Abstract

It is established that the segment of saphenous vein (SV) that is widely used as a conduit vessel in coronary artery bypass graft (CABG) surgery is distended with high pressure to check for leaks and to increase the patency before implantation into coronary arterial circulation. The aim of the present study was to elucidate the relative contributions of 5-hydroxytryptamine (5-HT) receptor subtypes responsible for 5-HT-induced vasoconstriction of the distended human SV. Whereas about half of the 5-HT-induced vasoconstriction still remained in the presence of supramaximum concentration of sarpogrelate or of SB224289 (5-HT(2A) and 5-HT(1B) receptor antagonists, respectively), simultaneous treatment with sarpogrelate and SB224289 almost completely inhibited the 5-HT-induced vasoconstriction.
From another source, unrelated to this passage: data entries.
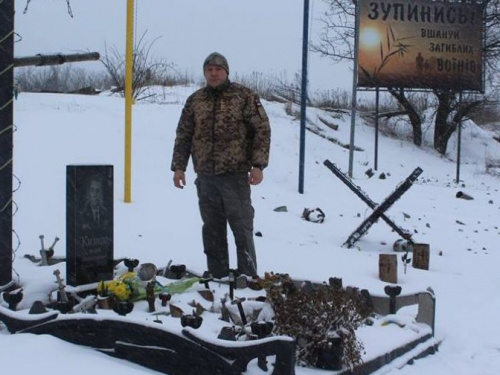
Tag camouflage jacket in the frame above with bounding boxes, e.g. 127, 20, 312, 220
171, 81, 271, 175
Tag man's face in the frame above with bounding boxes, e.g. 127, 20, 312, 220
89, 180, 102, 206
204, 65, 227, 87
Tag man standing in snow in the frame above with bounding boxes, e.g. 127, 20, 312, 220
171, 52, 271, 278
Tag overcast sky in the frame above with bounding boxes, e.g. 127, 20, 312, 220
15, 0, 352, 90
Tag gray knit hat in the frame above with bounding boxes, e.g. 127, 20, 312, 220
203, 52, 229, 74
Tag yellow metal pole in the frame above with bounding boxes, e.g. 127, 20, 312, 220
124, 0, 134, 203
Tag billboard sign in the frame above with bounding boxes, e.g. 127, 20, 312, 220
357, 0, 483, 91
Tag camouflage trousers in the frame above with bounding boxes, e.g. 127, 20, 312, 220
196, 173, 257, 278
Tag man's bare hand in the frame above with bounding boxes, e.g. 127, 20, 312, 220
174, 169, 186, 189
249, 167, 264, 185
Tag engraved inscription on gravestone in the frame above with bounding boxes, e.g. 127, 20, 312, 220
66, 165, 113, 286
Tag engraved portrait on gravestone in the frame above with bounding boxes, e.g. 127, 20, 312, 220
80, 177, 111, 232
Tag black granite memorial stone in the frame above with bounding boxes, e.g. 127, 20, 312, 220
66, 165, 113, 286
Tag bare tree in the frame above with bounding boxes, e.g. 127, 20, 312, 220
311, 0, 500, 154
101, 32, 180, 100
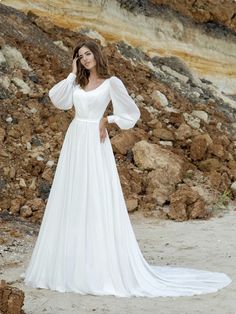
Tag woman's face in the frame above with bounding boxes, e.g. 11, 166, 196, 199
78, 46, 96, 70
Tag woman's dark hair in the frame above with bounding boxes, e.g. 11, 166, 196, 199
73, 40, 110, 88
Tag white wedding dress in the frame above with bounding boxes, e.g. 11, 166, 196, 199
21, 73, 231, 297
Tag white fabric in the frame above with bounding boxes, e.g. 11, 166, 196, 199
21, 73, 231, 297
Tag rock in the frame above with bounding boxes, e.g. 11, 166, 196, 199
190, 136, 207, 160
132, 140, 184, 174
151, 90, 168, 107
46, 160, 54, 167
168, 185, 209, 221
183, 112, 200, 129
146, 167, 182, 205
230, 181, 236, 196
175, 123, 192, 141
42, 168, 53, 182
25, 197, 45, 212
126, 199, 138, 213
191, 110, 208, 123
19, 178, 26, 188
2, 45, 32, 71
161, 65, 189, 83
0, 51, 7, 65
147, 119, 162, 129
53, 40, 69, 51
34, 16, 54, 34
10, 198, 22, 214
20, 205, 32, 218
198, 158, 220, 172
29, 177, 37, 190
0, 280, 25, 314
152, 129, 174, 141
6, 117, 13, 123
0, 128, 6, 143
136, 95, 144, 101
209, 144, 225, 160
133, 141, 184, 205
111, 130, 148, 155
12, 77, 31, 94
159, 141, 173, 147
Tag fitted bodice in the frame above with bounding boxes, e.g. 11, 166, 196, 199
72, 79, 111, 120
49, 73, 140, 129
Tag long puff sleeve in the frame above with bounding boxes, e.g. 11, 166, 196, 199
107, 76, 140, 129
48, 72, 76, 110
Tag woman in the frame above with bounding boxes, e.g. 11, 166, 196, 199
21, 41, 231, 297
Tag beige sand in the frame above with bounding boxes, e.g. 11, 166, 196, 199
0, 208, 236, 314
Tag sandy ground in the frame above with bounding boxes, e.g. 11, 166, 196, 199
0, 208, 236, 314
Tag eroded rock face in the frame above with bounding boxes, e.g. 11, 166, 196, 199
150, 0, 236, 32
132, 140, 184, 173
133, 141, 184, 205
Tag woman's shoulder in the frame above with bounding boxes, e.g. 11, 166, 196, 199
109, 75, 123, 85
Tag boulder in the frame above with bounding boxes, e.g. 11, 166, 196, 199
111, 129, 148, 155
168, 185, 206, 221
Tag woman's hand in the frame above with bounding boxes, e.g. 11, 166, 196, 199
99, 117, 108, 143
72, 56, 79, 74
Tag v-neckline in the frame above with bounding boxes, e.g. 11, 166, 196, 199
80, 78, 109, 93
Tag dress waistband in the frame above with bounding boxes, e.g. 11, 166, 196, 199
74, 116, 100, 123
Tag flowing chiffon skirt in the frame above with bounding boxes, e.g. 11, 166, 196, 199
21, 117, 231, 297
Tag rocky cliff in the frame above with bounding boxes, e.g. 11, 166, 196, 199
0, 1, 236, 222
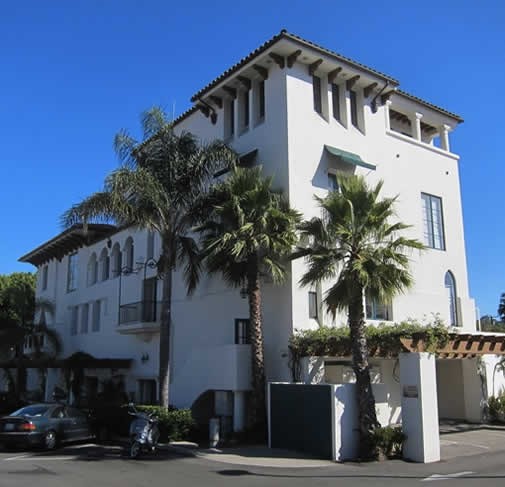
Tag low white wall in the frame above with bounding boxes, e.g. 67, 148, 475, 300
301, 357, 401, 426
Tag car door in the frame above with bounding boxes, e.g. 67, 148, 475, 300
67, 408, 90, 440
49, 406, 73, 441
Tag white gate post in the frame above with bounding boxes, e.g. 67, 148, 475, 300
400, 352, 440, 463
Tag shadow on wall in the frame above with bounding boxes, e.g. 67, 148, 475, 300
335, 384, 359, 461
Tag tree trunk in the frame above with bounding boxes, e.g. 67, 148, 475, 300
349, 288, 380, 459
159, 246, 173, 408
247, 255, 266, 429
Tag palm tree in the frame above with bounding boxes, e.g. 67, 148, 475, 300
196, 167, 300, 427
0, 294, 62, 398
293, 176, 423, 458
62, 108, 237, 407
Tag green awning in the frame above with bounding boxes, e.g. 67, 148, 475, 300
324, 145, 376, 171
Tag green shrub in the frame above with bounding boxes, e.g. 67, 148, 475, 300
372, 426, 407, 458
289, 318, 449, 358
487, 394, 505, 423
137, 406, 195, 442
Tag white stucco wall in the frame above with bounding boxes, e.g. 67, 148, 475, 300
22, 43, 475, 416
287, 63, 475, 330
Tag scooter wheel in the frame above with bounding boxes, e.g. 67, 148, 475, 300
130, 441, 140, 458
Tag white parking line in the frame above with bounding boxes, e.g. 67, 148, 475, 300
440, 440, 490, 450
421, 472, 474, 482
3, 455, 28, 462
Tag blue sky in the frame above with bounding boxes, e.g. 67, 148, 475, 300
0, 0, 505, 314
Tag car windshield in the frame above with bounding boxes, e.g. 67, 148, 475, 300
11, 406, 49, 418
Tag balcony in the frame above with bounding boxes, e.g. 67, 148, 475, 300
117, 301, 161, 335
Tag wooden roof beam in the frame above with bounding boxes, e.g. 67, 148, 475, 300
268, 52, 285, 69
287, 49, 302, 68
363, 83, 378, 98
328, 68, 342, 84
196, 103, 210, 118
253, 64, 268, 80
209, 95, 223, 108
345, 74, 361, 90
237, 76, 251, 90
381, 90, 395, 105
309, 59, 323, 76
223, 85, 237, 99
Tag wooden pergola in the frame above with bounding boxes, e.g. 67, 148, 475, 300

Immunopositive staining for 5-HT(2A) and 5-HT(1B) receptors was detected in smooth muscle cells of the distended human SV and there was no significant difference between the immunopositive areas of 5-HT(2A) and 5-HT(1B) receptors. These results demonstrate that 5-HT(2A) and 5-HT(1B) receptors similarly contribute to 5-HT-induced vasoconstriction in human distended SV. Thus, when the SV is used as a CABG conduit, a combination of 5-HT(2A) and 5-HT(1B) receptor antagonists would appear to be most useful to prevent 5-HT-induced spasm.